Mais il est important d'examiner comment Paul, disciple si exact de la loi, ne connaissait pas cet Evangile qu'il a dit avoir été annoncé d'avance parle ministère des prophètes. (Rm 1,2) Comment ne le savait-il pas, lui zélateur de la loi de ses pères, instruit aux pieds de Gamaliel? D'autres, vivant sur les lacs, sur les fleuves, dans les bureaux des publicains, accouraient à Jésus et accueillaient sa parole, et vous, savant dans la loi, vous la persécutiez. C'est pour cela qu'il se condamne en disant : « Je ne suis pas digne d'être appelé apôtre ». (1Co 15,9) Il reconnaît ainsi en lui une ignorance engendrée par l'incrédulité; c'est pour cela qu'il dit avoir été l'objet de la miséricorde. Que veut donc dire : « M'a estimé fidèle? » C'est qu'il n'a trahi aucun des commandements qu'il a reçus ; il a tout rapporté au souverain Maître, même ses actions, et ne s'est point approprié la gloire de Dieu. Ecoutez en effet ce qu'il dit ailleurs : « Que faites-vous a là? Nous sommes des hommes et dans la « même condition que vous » (Ac 14,14) ; c'est ainsi qu'il entend ces mots : Il m'a estimé fidèle. En effet il dit ailleurs : « J'ai enduré plus de fatigues qu'eux tous, non pas moi mais la grâce de Dieu avec moi ». (1Co 15,10) Et dans un autre endroit : « C'est Dieu qui opère en nous le vouloir et le faire ». (Ph 2,13) Il s'avoue digne de châtiment. Mais la miséricorde intervient en ces circonstances. Et ailleurs encore : « L'aveuglement s'est répandu sur une partie d'Israël ». (Rm 11,25)

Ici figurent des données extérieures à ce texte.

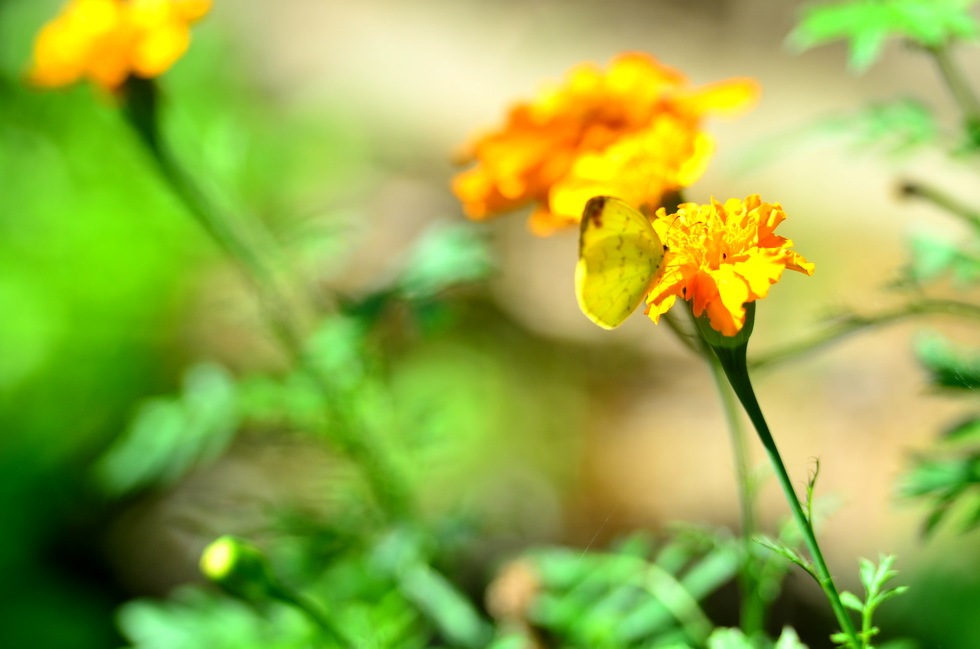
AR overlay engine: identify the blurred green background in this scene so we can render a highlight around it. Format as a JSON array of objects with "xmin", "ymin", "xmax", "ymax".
[{"xmin": 0, "ymin": 0, "xmax": 980, "ymax": 649}]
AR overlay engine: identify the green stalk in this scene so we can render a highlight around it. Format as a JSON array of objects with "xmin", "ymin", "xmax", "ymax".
[
  {"xmin": 123, "ymin": 77, "xmax": 411, "ymax": 518},
  {"xmin": 696, "ymin": 303, "xmax": 862, "ymax": 649},
  {"xmin": 680, "ymin": 311, "xmax": 766, "ymax": 637},
  {"xmin": 926, "ymin": 44, "xmax": 980, "ymax": 144},
  {"xmin": 708, "ymin": 355, "xmax": 766, "ymax": 637}
]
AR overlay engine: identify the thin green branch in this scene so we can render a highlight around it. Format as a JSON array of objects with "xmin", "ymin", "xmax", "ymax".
[
  {"xmin": 712, "ymin": 343, "xmax": 862, "ymax": 649},
  {"xmin": 901, "ymin": 181, "xmax": 980, "ymax": 234},
  {"xmin": 926, "ymin": 45, "xmax": 980, "ymax": 131},
  {"xmin": 749, "ymin": 298, "xmax": 980, "ymax": 370},
  {"xmin": 275, "ymin": 586, "xmax": 352, "ymax": 647},
  {"xmin": 708, "ymin": 354, "xmax": 766, "ymax": 637}
]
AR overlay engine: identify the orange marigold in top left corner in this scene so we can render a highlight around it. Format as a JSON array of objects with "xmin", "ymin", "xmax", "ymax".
[
  {"xmin": 29, "ymin": 0, "xmax": 211, "ymax": 90},
  {"xmin": 453, "ymin": 52, "xmax": 759, "ymax": 235}
]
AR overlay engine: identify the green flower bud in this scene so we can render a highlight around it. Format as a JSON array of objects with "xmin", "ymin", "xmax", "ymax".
[
  {"xmin": 200, "ymin": 535, "xmax": 282, "ymax": 602},
  {"xmin": 694, "ymin": 302, "xmax": 755, "ymax": 350}
]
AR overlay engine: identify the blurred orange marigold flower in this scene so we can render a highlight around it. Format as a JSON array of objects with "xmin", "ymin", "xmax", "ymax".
[
  {"xmin": 453, "ymin": 52, "xmax": 759, "ymax": 235},
  {"xmin": 29, "ymin": 0, "xmax": 211, "ymax": 90},
  {"xmin": 647, "ymin": 195, "xmax": 814, "ymax": 336}
]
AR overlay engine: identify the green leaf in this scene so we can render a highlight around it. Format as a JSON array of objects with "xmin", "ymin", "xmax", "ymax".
[
  {"xmin": 94, "ymin": 364, "xmax": 239, "ymax": 496},
  {"xmin": 752, "ymin": 534, "xmax": 818, "ymax": 579},
  {"xmin": 906, "ymin": 230, "xmax": 980, "ymax": 287},
  {"xmin": 708, "ymin": 629, "xmax": 755, "ymax": 649},
  {"xmin": 772, "ymin": 626, "xmax": 807, "ymax": 649},
  {"xmin": 397, "ymin": 219, "xmax": 493, "ymax": 300},
  {"xmin": 788, "ymin": 0, "xmax": 978, "ymax": 71},
  {"xmin": 398, "ymin": 563, "xmax": 493, "ymax": 649},
  {"xmin": 915, "ymin": 334, "xmax": 980, "ymax": 390},
  {"xmin": 942, "ymin": 415, "xmax": 980, "ymax": 442},
  {"xmin": 840, "ymin": 590, "xmax": 864, "ymax": 613}
]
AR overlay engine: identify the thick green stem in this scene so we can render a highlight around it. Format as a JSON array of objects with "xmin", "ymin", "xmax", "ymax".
[
  {"xmin": 123, "ymin": 77, "xmax": 411, "ymax": 518},
  {"xmin": 708, "ymin": 354, "xmax": 766, "ymax": 637},
  {"xmin": 712, "ymin": 342, "xmax": 862, "ymax": 649}
]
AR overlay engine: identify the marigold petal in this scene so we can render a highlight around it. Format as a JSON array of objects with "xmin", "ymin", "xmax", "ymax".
[
  {"xmin": 454, "ymin": 52, "xmax": 757, "ymax": 232},
  {"xmin": 647, "ymin": 195, "xmax": 814, "ymax": 336},
  {"xmin": 132, "ymin": 22, "xmax": 191, "ymax": 77},
  {"xmin": 684, "ymin": 77, "xmax": 761, "ymax": 115},
  {"xmin": 731, "ymin": 250, "xmax": 786, "ymax": 299},
  {"xmin": 695, "ymin": 266, "xmax": 749, "ymax": 336}
]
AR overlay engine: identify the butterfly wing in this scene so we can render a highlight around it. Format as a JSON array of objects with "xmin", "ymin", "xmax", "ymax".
[{"xmin": 575, "ymin": 196, "xmax": 664, "ymax": 329}]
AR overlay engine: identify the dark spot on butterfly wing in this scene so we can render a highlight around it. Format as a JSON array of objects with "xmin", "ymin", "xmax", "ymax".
[{"xmin": 582, "ymin": 196, "xmax": 608, "ymax": 231}]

« Mais», dit-il à Timothée, « la grâce de Dieu a surabondé avec la foi et la charité, qui est en Jésus-Christ ». (1, 14.) Pourquoi parle-t-il ainsi ? Afin que vous ne pensiez pas qu'il lui a seulement « été fait miséricorde ». J'étais, dit l'apôtre, blasphémateur, persécuteur, coupable d'outrages; et par conséquent digne de châtiment. Je n'ai pas été puni, car il m'a été fait miséricorde. Mais ne s'est-elle étendue qu'à le sauver du châtiment ? Non certes Dieu y a ajouté de nombreux et immenses bienfaits. Dieu ne nous a pas seulement sauvés du châtiment suspendu sur nos têtes, mais il nous a faits justes, ses enfants, ses frères, ses amis, ses héritiers, cohéritiers de Jésus-Christ. C'est pour cela que l'apôtre dit : La grâce a surabondé; car la mesure de ses bienfaits a dépassé le niveau de la simple miséricorde. Ce n'est plus l'acte de la miséricorde, mais de l'amour et d'une extrême tendresse. L'apôtre en exaltant la bonté de Dieu qui lui a fait miséricorde, à lui blasphémateur, persécuteur et coupable d'outrages, et qui ne s'en est pas tenu là, mais a daigné lui accorder de grands bienfaits, écarte encore l'objection des incrédules, en se gardant de laisser soupçonner la suppression du libre arbitre, car il ajoute : « Avec la foi et la charité eu Jésus-Christ ». Tout ce que nous avons apporté, dit-il, c'est que nous avons cru qu'il peut nous sauver.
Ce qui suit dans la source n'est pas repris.